The long-term security and reliability of decentralized systems in the metaverse have long been a subject of debate as to whether or not it is safe to invest so much in non-fungible tokens (NFTs). The greatest fear of investors and digital art enthusiasts did come to pass, and gallery owner Told Kramer became a victim of a phishing scam, draining his Ethereum wallet of 15 NFTs, which is equivalent to $2.2 million. His loss included four apes from the Bored Ape Yacht Club, one of the most popular NFT communities in the metaverse today.
On December 30, Kramer of New York’s Ross + Kramer Gallery posted a tweet saying, “I have been hacked. All my apes are gone. This just sold. Please help me.” Unfortunately, whoever hacked his account managed to sell off many of the tokens in his personal collection.
Twitterverse was abuzz with several opinions on Kramer’s misfortune, some of whom blamed him for investing in an unregulated system that has no ability to help him. As it turns out, some NFT investors and the OpenSea platform itself assisted Kramer in his dilemma. With their help and intervention, Kramer was able to retrieve some of his NFTs. Five hours after his original tweet, he posted, “Update. All Apes are frozen. Waiting for the OpenSea team to get in. Lessons learned. Use a hard wallet,” the gallery owner shared.
The involvement of OpenSea, however, triggered an uproar online as some people alleged that NFTs could not be fully decentralized after all if the platform was able to freeze some tokens, making them unsellable. There were quite a number of crypto enthusiasts, however, who pointed out that OpenSea only froze Kramer’s ability to interact with the NFT in a single site. In reality, the tokens can still be sold and bought on another platform.
“We take theft seriously and have policies in place to meet our obligations to the community and deter theft in the wider ecosystem,” explained an OpenSea representative in an email. “OpenSea is a blockchain explorer, meaning our goal is to provide the most comprehensive view into NFTs across different blockchains. We do not have the power to freeze or delist NFTs that exist on these blockchains, however, we do disable the ability to use OpenSea to buy or sell stolen items. Since this issue emerged, we’ve built security tools and processes to combat theft on OpenSea. We are actively expanding our efforts across customer support, trust and safety, and site integrity so we can move faster to protect and empower our users.”
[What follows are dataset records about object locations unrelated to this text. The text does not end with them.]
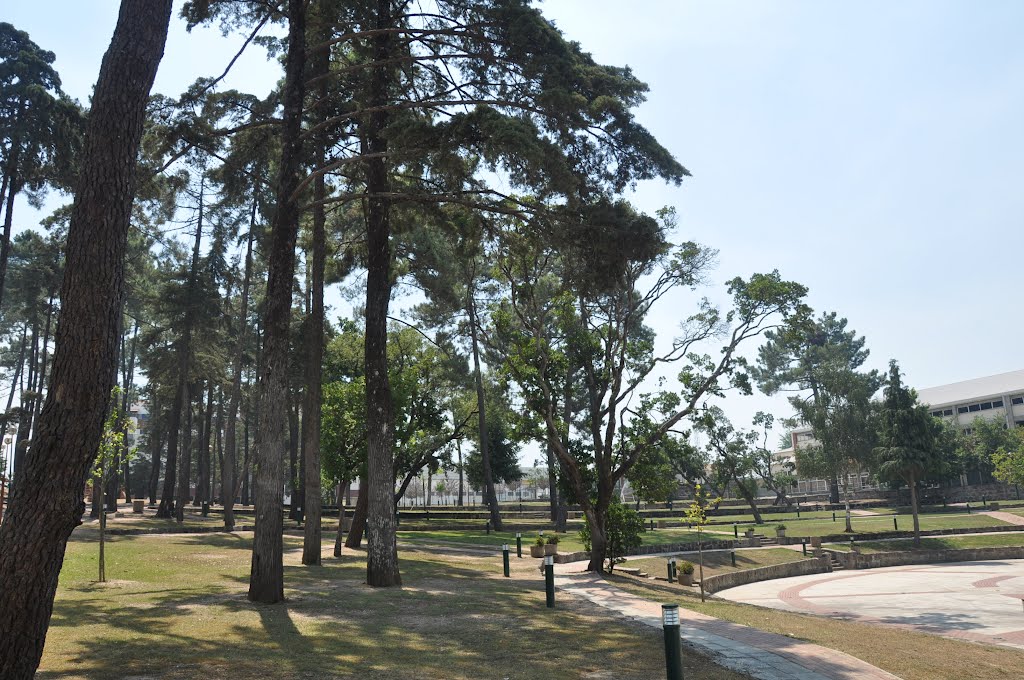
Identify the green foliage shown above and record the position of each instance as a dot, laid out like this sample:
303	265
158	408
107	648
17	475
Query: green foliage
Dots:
1009	460
623	532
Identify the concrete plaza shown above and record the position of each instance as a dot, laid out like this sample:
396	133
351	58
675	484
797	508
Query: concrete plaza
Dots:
980	601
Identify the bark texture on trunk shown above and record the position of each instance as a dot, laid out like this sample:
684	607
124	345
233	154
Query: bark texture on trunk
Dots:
481	418
382	553
354	538
314	363
266	580
227	476
47	504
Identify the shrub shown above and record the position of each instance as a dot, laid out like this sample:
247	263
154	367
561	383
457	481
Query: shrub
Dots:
623	533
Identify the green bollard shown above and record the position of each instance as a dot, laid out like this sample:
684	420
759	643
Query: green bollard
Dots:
673	646
549	580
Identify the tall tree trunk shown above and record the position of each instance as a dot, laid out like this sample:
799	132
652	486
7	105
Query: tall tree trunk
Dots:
12	181
129	378
27	407
912	482
183	494
382	553
354	539
246	468
481	418
230	438
314	352
293	455
46	506
181	400
156	443
266	580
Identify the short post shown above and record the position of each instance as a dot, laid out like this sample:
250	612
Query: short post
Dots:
549	579
673	646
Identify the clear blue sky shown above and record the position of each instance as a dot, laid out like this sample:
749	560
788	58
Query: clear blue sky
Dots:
871	151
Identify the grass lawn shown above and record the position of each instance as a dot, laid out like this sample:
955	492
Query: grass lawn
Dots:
872	524
568	542
905	653
937	543
720	562
175	607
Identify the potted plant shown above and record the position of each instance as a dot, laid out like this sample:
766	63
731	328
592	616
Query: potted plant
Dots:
685	572
552	546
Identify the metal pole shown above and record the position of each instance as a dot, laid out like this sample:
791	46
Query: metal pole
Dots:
673	646
549	580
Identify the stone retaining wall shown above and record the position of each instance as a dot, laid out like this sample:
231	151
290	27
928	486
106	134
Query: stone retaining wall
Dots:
845	538
731	580
899	558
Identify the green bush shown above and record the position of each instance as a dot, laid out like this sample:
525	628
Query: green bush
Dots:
623	533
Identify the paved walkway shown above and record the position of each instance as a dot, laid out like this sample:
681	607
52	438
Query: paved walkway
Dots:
763	655
979	601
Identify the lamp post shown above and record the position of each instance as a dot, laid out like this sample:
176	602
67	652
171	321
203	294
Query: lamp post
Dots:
673	648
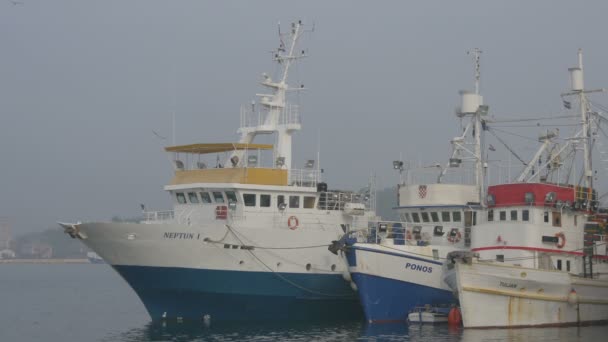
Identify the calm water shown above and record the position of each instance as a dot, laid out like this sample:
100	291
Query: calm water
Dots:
91	303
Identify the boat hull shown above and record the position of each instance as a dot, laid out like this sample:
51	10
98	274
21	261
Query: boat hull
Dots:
189	272
502	296
192	294
390	283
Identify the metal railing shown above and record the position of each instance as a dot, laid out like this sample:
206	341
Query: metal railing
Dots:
336	200
406	233
156	216
304	177
290	115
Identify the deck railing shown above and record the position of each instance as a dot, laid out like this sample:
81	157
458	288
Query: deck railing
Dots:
156	216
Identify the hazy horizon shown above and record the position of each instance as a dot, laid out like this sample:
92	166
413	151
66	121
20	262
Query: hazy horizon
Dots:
84	84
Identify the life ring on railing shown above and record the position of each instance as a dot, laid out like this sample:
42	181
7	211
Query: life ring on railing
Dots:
221	212
561	240
293	222
454	236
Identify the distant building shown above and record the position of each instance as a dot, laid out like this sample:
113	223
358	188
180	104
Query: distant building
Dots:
7	254
5	233
36	250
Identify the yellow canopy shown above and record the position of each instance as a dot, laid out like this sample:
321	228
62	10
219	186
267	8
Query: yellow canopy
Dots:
216	148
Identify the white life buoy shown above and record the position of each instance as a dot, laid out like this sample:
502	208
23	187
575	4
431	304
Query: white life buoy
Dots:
292	222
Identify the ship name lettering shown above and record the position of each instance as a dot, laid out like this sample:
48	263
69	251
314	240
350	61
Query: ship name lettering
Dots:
420	268
179	236
511	285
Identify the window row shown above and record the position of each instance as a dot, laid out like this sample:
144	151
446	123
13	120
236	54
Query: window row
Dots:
206	197
265	201
513	215
250	200
433	216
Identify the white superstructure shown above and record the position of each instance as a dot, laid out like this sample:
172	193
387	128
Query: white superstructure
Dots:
247	237
539	259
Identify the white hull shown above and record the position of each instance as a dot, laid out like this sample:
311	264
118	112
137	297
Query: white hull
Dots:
505	296
214	246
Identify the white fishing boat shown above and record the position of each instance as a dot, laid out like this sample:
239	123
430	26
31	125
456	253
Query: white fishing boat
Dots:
536	259
428	315
397	266
247	237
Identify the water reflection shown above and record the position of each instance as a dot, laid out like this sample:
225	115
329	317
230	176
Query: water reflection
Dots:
347	331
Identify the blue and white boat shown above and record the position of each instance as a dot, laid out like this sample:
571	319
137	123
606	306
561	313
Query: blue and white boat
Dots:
397	266
247	237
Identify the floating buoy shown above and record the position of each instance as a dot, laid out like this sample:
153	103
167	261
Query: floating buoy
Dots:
572	297
454	317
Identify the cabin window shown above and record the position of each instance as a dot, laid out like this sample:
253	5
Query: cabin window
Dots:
192	197
525	215
265	201
503	215
416	217
205	197
231	196
309	202
416	232
294	201
407	217
456	216
425	217
445	216
557	218
249	200
434	216
218	197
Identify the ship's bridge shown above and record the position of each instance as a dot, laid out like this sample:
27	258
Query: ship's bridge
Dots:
201	163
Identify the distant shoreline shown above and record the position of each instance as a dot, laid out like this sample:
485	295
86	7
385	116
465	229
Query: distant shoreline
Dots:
45	261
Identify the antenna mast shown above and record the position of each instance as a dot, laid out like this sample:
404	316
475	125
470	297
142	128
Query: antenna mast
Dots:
281	118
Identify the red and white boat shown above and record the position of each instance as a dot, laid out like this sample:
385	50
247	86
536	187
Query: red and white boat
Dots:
537	258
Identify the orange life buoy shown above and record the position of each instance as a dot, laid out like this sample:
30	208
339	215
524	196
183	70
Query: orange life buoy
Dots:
221	212
561	240
454	237
292	222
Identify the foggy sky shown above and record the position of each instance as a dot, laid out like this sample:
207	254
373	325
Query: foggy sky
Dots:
84	83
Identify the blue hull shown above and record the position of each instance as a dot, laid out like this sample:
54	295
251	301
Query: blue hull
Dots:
238	295
390	300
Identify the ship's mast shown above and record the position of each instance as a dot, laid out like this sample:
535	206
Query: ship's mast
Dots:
479	161
585	120
472	107
280	118
578	90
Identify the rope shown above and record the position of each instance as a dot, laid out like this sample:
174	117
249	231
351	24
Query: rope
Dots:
506	146
233	231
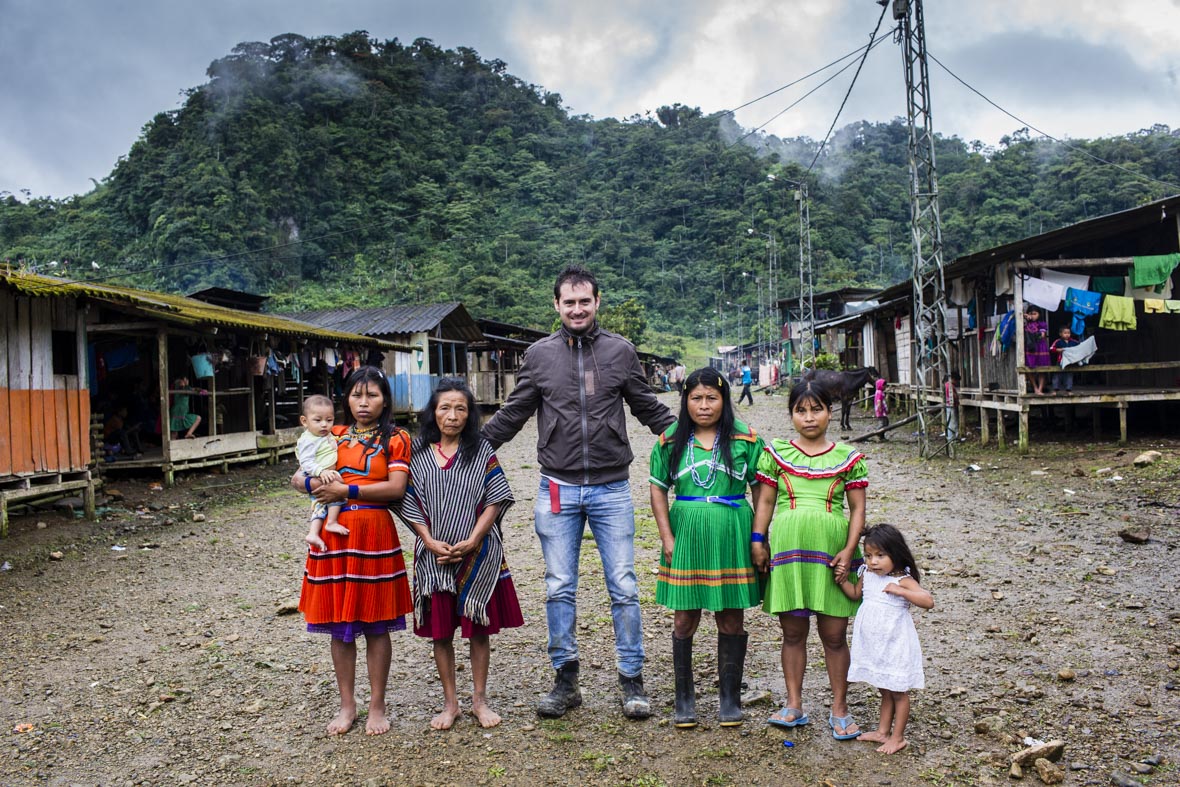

With the increase in the value of NFTs over the last few years, phishing scams also increased in number. It is highly recommended that investors and crypto enthusiasts shift to using the hard wallet or cold wallet, which is a physical wallet that is only activated when plugged into a device and engaged. Kramer was using what is called a hot wallet, which remains connected to the internet even when the user has already logged out. This poses a potential threat that makes any e-wallet vulnerable.
Kramer has not released an official statement regarding his predicament to the press to date.